De façon générale, les grandes villes sont les grandes gagnantes de l'évolution économique . Elles accueillent une part croissante des activités, elles sont les premières à bénéficier de la modernisation des réseaux de communication, et sont reliées aux réseaux de télécommunications les plus modernes. Une petite douzaine d'entre elles peuvent prétendre au titre de métropole, mais aucune ne renverse la hiérarchie.
Elles sont très en retrait vis-à-vis de Paris, qui reste la capitale économique et conserve une suprématie absolue, mais aussi par rapport aux métropoles européennes voisines comme Barcelone, Milan, Stuttgart, Bruxelles ou Genève. Ainsi, si une métropolisation s'esquisse en France, elle demeure incomplète.
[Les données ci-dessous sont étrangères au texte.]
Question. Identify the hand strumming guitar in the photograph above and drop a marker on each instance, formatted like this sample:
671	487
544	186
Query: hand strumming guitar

La plupart des grandes métropoles régionales ont entre 500 000 et 1 400 000 habitants. Leur aire d'influence est vaste, couvrant ou dépassant le territoire de la région (Bordeaux ou Toulouse). Elles sont souvent des capitales historiques, à la tête d'un réseau bien établi de villes relais, et la régionalisation a accru leur pouvoir. Elles ont bénéficié de la modernisation des voies de communication, LGV et autoroutes, et disposent d'un aéroport avec des relations trans-européennes. Elles ont ainsi renforcé leur position de carrefour régional.
On peut cependant distinguer deux groupes. Les vrais capitales : Marseille, Lyon et Lille avec plus d'un million d'habitants et au centre de régions densément peuplées et urbanisées. Par leur taille, elles tendent à s'apparenter aux autres capitales régionales européennes. Le second groupe est celui des capitales en devenir (Toulouse, Bordeaux, et Nantes), moins peuplées.
Les grandes villes de 100 000 à 500 000 habitants sont constituées par les villes intermédiaires à caractère industriel (Grenoble et Saint-Etienne) et les petite capitales régionales dont les fonctions sont essentiellement tertiaires (Rennes, Limoges ...). Présentant un déséquilibre dans l'une des branches secondaire ou tertiaire, elles seront toutes, à terme, dotées d'établissements d'enseignement supérieur, et développeront des technopôles.
Elles peuvent avoir une aire d'influence sur leur région par leur potentiel commercial (Rouen), universitaire (Poitiers) ou leur presse quotidienne (Rennes avec Ouest-France ). Mais certaines capitales régionales ne polarisent pas l'ensemble de leur région (Limoges ou Orléans) ; leur accessibilité est inégale. Grenoble est la plus importante de ces agglomérations par sa population (500 000 habitants) et par le dynamisme de ses activités.
Armature urbaine et disparition des frontières : les villes françaises étouffées par la suprématie parisienne
« La structure urbaine française marquée par la forte primauté parisienne et le caractère encore insuffisant du développement des métropoles de province ne constituait pas un handicap majeur tant que chaque système économique fonctionnait à l'intérieur de ses frontières nationales. La disparition des frontières transforme les règles du jeu ».
« Des relations interurbaines vont se nouer à l'échelle, non plus seulement des Etats, mais du marché, c'est-à-dire de l'Europe. Dans cette optique c'est la structure urbaine de type italien ou germanique qui apparaît comme la plus efficace, la mieux à même d'assurer conjointement la connexion internationale et la couverture intégrale du territoire ».
« Ce modèle italo-germanique concerne toute l'Europe médiane, de la plaine du Pô à la vallée du Rhin, de Milan à Cologne. La France n'en est pas exclue [...]. Des villes comme Lyon et Strasbourg font partie de cet ensemble. La France dispose donc d'un potentiel urbain de ce type, actuellement sous-utilisé et en partie occulté par la suprématie parisienne ».
Source : F. Damette, J. Scheibling, La France, permanences et mutations, Paris, Hachette Supérieur, 1995.